Bitcoin is run by grassroots movements, not lobbyists!
One of the biggest reasons Bitcoin has such an active base is that it evolved from grassroots movements. In this article I cover why this is important and what you can do in the future to help Bitcoin
The premise for this article was a statement in Simply Bitcoin’s latest episode. Nico, one of the hosts, mentioned how Bitcoin is not functioning top-down, but bottom-up.
This sparked an idea in my head. A lot of Bitcoin’s attention is focused on its relationship to the US dollar. Some maxis might tell you how this doesn’t matter, as 1 BTC equals 1 BTC. But for now, let’s think like a newbie.
They will compare Bitcoin to the US dollar. After all, if you buy at 10K and the price shoots up to 50K, you end up with a massive return of 5x. Therefore the intent to get on board with Bitcoin is finance related. Which is fine. Most of us were introduced to some financial transactions. Whether that was to buy drugs online or pay in Bitcoin to get into specific events.
The thing with it, once you’re down the rabbit hole you end up digging deeper and feel like you never get out of it. Which is one of many features and not bugs in the Bitcoin ecosystem. The movement behind Bitcoin is a grassroots one. Meaning, there is no CEO or institution in the middle. Other than what you usually see in traditional institutions. They’re run from the top, down.
As you’re deep down the Bitcoin rabbit hole, you end up looking for local Bitcoin events. People either sign up through sites like Eventbrite or Meetup and quickly realize how many local communities there are. From my perspective, this is the best way to get into Bitcoin.
This is an important step, as Bitcoin is very badly portrayed in the mainstream media. I wrote about this in another article. However, once you’re actually at one of these meetups, you’ll end up seeing how there are not psychos or extremists in Bitcoin, but regular people who’re interested in finding better savings solutions, than the ones currently offered at their local bank branch.
Which is the essential point of Bitcoin. There is no need for everyone to get on board. The community is not attached to a company. You don’t need to be part of that local community. If you don’t like the way people talk or engage in one particular community, you can move to another.
This is where the idea of citadels came from. The official definition of a citadel is the core fortified area of a town or city. This can be a castle, square or bigger building. In the Bitcoin ecosystem, a citadel is an enclosed community with its own rules. Some of them are more open to newbies or welcome new faces, others are a bit more closed.
However, all of them share a vision of small communities thriving together. Which is an essential part of any grassroots movement. There are many different communities, but they all operate towards one goal.

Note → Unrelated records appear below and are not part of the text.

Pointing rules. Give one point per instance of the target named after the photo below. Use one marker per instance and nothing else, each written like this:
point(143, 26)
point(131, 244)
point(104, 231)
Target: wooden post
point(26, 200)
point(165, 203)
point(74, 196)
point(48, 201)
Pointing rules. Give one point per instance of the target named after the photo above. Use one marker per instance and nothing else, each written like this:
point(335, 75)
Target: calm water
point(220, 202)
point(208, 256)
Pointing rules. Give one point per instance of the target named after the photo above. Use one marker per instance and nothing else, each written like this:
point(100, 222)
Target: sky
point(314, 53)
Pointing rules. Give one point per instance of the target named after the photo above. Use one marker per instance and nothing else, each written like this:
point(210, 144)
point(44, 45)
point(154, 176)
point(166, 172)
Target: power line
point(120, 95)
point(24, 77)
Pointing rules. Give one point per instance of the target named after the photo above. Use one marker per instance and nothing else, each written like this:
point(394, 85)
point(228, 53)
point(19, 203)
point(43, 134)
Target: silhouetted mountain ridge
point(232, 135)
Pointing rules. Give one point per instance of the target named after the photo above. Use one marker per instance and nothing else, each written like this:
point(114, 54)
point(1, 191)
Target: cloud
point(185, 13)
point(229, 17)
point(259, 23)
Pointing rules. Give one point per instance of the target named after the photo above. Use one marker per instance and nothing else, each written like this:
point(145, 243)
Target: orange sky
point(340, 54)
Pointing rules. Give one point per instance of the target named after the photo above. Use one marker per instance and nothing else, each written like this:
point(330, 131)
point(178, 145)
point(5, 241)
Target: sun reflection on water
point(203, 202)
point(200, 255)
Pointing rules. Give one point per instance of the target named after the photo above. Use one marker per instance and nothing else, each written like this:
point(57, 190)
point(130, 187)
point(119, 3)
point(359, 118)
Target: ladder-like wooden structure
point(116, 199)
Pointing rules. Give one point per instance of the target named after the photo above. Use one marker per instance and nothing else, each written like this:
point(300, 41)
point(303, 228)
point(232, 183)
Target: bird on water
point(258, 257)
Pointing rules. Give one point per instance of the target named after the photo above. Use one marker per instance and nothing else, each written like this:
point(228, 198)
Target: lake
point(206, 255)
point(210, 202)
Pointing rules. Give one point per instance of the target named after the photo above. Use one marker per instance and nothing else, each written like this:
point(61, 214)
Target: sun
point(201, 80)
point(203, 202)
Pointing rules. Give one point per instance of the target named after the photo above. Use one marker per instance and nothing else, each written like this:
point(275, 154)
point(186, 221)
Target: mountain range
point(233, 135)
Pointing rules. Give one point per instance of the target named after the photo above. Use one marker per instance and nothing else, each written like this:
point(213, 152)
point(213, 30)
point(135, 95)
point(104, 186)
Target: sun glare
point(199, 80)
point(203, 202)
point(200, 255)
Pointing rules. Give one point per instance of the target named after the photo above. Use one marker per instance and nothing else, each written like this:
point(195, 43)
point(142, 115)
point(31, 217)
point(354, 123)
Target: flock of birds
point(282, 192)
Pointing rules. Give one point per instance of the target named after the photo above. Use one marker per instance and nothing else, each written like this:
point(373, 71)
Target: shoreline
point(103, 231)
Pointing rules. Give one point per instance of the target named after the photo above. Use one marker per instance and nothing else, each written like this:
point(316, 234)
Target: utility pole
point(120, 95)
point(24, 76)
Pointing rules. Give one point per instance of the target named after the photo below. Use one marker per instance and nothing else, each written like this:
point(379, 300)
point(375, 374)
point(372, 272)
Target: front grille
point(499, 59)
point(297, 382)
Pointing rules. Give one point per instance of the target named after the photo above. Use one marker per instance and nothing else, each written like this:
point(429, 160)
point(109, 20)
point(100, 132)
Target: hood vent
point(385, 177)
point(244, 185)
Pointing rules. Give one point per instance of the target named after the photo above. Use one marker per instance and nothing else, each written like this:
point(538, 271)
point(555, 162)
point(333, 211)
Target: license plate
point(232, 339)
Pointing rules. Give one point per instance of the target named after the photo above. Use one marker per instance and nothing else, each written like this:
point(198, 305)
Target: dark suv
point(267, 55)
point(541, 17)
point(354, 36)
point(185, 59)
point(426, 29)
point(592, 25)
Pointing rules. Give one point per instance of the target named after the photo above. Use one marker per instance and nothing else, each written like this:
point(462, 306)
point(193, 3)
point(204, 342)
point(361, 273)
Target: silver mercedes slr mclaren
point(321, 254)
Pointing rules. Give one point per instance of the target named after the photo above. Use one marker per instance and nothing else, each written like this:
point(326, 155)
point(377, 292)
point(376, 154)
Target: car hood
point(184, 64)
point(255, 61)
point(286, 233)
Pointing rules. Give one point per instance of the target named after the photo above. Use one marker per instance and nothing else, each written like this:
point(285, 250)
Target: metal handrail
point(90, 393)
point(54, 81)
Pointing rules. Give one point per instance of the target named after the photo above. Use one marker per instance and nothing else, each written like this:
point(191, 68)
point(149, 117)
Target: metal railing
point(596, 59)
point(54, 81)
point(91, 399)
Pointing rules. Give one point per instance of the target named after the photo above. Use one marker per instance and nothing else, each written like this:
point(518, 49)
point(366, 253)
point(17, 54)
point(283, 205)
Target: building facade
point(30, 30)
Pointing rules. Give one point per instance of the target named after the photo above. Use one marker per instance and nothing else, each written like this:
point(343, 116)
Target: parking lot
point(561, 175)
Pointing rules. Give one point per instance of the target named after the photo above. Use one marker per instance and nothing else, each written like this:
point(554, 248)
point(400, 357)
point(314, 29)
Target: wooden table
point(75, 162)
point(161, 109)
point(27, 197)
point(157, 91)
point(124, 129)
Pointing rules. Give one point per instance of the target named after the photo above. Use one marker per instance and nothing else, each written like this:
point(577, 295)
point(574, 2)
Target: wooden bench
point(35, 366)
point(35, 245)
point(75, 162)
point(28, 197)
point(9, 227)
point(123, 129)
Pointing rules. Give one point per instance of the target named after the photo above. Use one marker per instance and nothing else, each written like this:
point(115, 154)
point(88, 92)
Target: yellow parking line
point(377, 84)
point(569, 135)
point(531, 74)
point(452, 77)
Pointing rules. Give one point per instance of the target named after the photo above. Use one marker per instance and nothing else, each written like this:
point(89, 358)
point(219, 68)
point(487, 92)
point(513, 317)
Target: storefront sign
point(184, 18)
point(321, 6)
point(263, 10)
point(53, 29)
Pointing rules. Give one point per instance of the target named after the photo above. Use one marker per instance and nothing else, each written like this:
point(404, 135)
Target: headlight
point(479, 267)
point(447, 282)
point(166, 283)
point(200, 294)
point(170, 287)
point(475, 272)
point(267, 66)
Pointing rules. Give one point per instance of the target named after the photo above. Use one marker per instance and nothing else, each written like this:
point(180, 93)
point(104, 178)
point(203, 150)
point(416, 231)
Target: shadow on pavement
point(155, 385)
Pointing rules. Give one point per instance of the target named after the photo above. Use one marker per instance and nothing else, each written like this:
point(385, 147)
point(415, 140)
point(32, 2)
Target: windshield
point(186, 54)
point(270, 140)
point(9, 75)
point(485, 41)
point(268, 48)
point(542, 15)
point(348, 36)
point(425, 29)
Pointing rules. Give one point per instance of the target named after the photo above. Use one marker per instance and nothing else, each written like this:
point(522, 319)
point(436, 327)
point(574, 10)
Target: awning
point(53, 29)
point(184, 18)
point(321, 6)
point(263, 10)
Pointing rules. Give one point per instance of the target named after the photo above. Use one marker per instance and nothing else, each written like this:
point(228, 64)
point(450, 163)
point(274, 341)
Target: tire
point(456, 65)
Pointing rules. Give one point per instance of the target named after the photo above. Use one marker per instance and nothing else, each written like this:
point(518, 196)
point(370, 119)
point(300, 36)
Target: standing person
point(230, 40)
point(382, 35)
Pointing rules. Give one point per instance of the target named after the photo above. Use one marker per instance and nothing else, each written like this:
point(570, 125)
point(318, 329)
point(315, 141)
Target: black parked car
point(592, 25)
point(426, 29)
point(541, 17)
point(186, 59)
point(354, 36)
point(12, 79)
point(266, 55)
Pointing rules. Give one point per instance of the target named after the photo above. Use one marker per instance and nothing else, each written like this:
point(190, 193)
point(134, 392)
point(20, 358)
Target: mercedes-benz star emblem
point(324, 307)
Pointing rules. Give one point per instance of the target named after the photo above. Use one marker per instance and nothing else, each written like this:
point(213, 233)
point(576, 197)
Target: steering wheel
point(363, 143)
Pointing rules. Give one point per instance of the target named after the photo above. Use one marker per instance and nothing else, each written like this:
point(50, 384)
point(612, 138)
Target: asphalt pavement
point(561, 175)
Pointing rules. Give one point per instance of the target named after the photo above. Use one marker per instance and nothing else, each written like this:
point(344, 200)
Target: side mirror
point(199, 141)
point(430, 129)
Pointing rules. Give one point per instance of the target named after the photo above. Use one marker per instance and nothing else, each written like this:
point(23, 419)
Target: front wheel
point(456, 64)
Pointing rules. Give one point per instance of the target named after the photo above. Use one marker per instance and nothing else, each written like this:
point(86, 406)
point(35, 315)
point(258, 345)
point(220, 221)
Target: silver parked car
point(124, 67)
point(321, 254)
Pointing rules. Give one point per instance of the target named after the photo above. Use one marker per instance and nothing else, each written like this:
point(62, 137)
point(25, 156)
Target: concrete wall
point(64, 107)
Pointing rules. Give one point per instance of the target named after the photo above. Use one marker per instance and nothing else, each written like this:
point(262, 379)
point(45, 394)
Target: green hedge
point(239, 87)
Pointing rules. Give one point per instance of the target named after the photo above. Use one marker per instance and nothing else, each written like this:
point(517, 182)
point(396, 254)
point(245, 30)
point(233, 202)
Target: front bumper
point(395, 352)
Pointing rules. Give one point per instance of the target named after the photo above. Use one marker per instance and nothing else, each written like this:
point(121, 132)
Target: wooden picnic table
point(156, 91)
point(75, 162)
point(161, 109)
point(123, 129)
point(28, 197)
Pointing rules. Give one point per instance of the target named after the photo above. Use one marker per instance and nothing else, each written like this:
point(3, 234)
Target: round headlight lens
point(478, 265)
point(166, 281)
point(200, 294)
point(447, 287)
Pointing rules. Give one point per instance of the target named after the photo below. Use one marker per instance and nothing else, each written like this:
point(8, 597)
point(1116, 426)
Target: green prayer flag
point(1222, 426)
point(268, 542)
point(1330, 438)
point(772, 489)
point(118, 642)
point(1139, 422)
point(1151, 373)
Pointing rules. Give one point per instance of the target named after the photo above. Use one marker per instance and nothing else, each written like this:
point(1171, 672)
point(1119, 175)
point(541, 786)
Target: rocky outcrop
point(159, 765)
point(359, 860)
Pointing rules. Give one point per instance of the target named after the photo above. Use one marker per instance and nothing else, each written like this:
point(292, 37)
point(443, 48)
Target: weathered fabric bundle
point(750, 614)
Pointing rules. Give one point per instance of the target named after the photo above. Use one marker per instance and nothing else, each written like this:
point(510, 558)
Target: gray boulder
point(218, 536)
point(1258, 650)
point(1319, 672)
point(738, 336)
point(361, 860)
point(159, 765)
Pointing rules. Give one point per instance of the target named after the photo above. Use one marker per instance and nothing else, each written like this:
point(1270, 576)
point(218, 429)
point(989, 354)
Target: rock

This is the main reason, why the establishment is so immensely against decentralized networks. They allow a group of individuals to organize themselves and be completely independent of any outside influence. Which, if you ask existing citadels these days is the main reason to be a member of such movements.
That goes hand in hand with the ideas behind Bitcoin. There is no middleman or any influence by central authorities. A user can control his finances. He can become part of the network by running a node or even starting mining. He’s not just an account owner, but part of it all.
Such highly contained communities are the main reason why it is harder to get into Bitcoin. Again, this is done intentionally. If you’re able to join a club by learning the answers to the entrance test, you’ll never end up understanding the underlying functionalities of such organizations.
With citadels, you have to dig deep and understand every aspect of its foundation. This results in a wider understanding and deeper debates about many topics. Something you see every day in Bitcoin citadels. People with different backgrounds and ideas come into the group and discuss them.
If there is one thing we need these days, it’s proper debates and a way to conclude, without throwing insults into the mix. This enables an open and self-sustaining market. One that doesn’t have a fixed narrative and the ability for everyone to take part in.
Therefore, if you haven’t yet been at a local meet-up or have never been at a grassroots event, take it upon yourself and go there. Find out if these ideas are worth digging into.